One normal schema to store users and their information might look a lot like a relational database, in that you'd have 1 row per user, and store all the attributes as columns & values (age=22, language=french, etc). This works well for the extensibility you mention (you don't need to change any schema in order to store new attributes). With this schema, you could look up any one user (and all of their attributes) by the unique user id. That'd be blazingly fast to do, no matter how many users you have.
However, with that schema, if you want to search in the way you describe ("return all users whose age is 22"), every single query is going to end up being a scan of the entire table, because HBase only allows you to access things via their primary key; it does not have secondary indexing of any kind. That will be extremely inefficient (picture having to scan a million rows every time you want to do any single query).

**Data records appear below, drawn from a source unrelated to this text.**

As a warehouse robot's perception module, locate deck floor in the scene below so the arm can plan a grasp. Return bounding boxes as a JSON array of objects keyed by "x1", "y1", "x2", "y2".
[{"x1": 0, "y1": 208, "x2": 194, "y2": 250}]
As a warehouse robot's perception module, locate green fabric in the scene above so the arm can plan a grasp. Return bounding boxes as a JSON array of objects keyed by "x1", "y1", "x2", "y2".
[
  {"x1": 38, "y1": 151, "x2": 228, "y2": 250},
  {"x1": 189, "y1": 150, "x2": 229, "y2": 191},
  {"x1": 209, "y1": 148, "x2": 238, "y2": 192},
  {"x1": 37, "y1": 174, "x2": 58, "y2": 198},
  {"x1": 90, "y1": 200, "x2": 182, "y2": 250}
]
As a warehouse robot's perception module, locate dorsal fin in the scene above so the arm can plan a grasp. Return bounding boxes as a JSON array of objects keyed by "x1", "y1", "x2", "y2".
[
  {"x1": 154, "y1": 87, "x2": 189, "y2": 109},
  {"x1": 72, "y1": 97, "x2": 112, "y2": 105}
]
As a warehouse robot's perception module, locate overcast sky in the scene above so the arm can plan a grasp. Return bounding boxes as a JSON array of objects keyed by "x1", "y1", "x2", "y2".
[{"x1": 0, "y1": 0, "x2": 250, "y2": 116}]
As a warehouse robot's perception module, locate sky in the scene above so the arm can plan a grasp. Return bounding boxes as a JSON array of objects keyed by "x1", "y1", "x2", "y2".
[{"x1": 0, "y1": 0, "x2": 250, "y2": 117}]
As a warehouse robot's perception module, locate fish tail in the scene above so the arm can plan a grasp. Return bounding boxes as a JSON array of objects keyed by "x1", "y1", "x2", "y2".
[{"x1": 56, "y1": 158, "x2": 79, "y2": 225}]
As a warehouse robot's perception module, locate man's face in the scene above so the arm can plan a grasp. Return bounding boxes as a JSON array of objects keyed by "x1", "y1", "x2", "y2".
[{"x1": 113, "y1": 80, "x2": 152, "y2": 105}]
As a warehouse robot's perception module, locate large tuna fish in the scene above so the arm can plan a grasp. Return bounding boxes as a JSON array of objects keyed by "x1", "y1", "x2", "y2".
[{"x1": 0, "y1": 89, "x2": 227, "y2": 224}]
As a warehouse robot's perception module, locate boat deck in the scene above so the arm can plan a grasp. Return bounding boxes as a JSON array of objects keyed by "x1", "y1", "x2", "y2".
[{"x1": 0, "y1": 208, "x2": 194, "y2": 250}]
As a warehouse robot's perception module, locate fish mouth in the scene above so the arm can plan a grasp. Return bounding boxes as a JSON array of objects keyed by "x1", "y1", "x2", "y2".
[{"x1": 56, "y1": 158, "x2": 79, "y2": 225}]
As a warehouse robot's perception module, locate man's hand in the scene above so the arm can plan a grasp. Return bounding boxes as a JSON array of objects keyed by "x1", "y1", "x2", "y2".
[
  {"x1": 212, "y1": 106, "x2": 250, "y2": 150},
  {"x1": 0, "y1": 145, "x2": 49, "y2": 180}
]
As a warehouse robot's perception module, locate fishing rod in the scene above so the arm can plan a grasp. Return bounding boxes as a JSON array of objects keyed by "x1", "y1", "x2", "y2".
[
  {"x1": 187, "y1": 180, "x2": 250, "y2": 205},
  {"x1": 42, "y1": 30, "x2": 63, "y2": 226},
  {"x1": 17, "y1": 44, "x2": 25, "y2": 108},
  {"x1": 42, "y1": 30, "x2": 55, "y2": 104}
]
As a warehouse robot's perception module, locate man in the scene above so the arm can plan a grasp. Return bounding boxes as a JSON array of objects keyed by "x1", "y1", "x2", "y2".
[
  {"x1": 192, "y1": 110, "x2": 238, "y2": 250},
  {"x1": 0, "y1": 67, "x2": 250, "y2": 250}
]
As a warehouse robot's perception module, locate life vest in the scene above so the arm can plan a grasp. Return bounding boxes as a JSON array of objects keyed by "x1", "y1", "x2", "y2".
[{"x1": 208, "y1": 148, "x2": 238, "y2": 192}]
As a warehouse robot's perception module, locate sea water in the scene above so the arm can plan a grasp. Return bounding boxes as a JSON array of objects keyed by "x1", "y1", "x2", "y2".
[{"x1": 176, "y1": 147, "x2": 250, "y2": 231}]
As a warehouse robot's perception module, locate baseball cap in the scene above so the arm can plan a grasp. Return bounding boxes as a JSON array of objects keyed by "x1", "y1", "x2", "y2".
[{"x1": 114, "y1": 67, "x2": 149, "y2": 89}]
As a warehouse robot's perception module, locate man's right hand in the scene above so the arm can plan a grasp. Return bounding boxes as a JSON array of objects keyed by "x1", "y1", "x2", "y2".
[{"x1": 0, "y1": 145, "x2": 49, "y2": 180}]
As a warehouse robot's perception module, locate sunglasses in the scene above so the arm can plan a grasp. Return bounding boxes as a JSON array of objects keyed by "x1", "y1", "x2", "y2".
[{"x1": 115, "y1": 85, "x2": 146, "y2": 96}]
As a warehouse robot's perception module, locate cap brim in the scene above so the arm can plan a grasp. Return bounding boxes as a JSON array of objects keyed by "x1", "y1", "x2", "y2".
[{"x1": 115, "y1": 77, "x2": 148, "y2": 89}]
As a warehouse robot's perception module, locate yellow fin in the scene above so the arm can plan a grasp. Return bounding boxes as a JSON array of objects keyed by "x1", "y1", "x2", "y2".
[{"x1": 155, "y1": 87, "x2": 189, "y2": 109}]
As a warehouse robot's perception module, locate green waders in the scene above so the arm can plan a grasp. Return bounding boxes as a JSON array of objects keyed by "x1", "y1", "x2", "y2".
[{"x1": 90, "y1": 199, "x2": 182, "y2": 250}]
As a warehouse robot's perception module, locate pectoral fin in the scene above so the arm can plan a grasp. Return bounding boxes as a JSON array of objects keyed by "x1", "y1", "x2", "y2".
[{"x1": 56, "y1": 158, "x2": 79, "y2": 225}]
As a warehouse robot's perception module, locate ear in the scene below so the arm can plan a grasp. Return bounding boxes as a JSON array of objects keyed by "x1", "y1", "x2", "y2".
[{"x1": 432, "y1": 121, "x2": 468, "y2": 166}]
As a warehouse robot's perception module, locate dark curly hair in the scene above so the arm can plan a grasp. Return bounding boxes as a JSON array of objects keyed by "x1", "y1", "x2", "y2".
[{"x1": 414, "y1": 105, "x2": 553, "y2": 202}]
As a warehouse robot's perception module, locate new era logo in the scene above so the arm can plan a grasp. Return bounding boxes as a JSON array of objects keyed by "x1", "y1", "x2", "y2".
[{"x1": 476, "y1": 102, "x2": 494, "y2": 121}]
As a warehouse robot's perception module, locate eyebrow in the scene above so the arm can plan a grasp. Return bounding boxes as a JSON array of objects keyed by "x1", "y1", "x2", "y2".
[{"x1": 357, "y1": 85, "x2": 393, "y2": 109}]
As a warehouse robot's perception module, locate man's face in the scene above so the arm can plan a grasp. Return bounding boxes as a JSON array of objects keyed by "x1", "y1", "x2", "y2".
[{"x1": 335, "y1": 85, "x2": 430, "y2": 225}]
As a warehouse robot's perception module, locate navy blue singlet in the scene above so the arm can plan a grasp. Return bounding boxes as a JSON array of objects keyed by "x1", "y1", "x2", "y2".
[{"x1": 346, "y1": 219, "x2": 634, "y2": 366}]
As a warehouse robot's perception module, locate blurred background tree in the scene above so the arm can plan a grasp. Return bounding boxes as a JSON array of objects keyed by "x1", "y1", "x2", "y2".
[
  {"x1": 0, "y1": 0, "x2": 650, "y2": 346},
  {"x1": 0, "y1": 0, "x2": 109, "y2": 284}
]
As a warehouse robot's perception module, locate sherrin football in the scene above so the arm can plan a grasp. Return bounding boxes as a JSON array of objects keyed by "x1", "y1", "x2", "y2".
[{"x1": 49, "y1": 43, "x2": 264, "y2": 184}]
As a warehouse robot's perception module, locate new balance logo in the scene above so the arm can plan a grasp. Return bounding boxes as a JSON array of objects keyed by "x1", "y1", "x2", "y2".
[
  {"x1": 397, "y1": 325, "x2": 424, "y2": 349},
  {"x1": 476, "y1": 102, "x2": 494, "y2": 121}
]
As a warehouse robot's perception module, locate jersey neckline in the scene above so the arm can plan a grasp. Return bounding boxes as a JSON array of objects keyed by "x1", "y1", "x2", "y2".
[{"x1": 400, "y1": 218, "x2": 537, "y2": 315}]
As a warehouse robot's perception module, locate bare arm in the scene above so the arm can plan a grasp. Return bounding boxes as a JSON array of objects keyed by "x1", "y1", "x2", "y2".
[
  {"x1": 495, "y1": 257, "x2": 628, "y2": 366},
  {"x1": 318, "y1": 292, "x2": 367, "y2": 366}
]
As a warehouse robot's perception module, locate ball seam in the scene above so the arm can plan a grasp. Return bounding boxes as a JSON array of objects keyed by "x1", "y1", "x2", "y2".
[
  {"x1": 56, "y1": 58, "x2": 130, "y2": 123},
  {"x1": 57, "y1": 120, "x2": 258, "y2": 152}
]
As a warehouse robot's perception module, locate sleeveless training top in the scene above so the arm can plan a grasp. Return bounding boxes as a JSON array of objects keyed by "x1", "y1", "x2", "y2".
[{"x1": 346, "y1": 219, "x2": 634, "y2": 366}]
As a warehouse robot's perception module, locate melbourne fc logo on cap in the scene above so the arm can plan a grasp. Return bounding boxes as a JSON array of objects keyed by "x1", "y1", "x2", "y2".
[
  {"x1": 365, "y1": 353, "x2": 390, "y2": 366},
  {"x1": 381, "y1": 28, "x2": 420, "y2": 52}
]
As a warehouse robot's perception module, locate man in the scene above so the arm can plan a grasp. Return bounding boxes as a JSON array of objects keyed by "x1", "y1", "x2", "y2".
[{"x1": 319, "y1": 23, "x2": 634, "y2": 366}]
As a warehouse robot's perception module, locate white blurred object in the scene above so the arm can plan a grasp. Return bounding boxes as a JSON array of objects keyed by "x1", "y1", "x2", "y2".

How to fix this? You could "reverse" the ordering of the data and put the values in the row key and then point to all the users with that value. For example, the row key could be "age:22", and then in the columns of the row could be all the userids that are age 22. This is problematic for a lot of reasons, not least of which is that it will be extremely expensive and tricky to make updates. But it would perform well for those specific queries.
The trick? That's exactly what a search index (like Lucene) does, and it does it much better than you could by rolling your own with HBase. That sounds like the tool you want to be using here.
If you must use HBase (as you say, since it's a research project) it might be worth looking into using HBase and Lucene together; google that for pointers.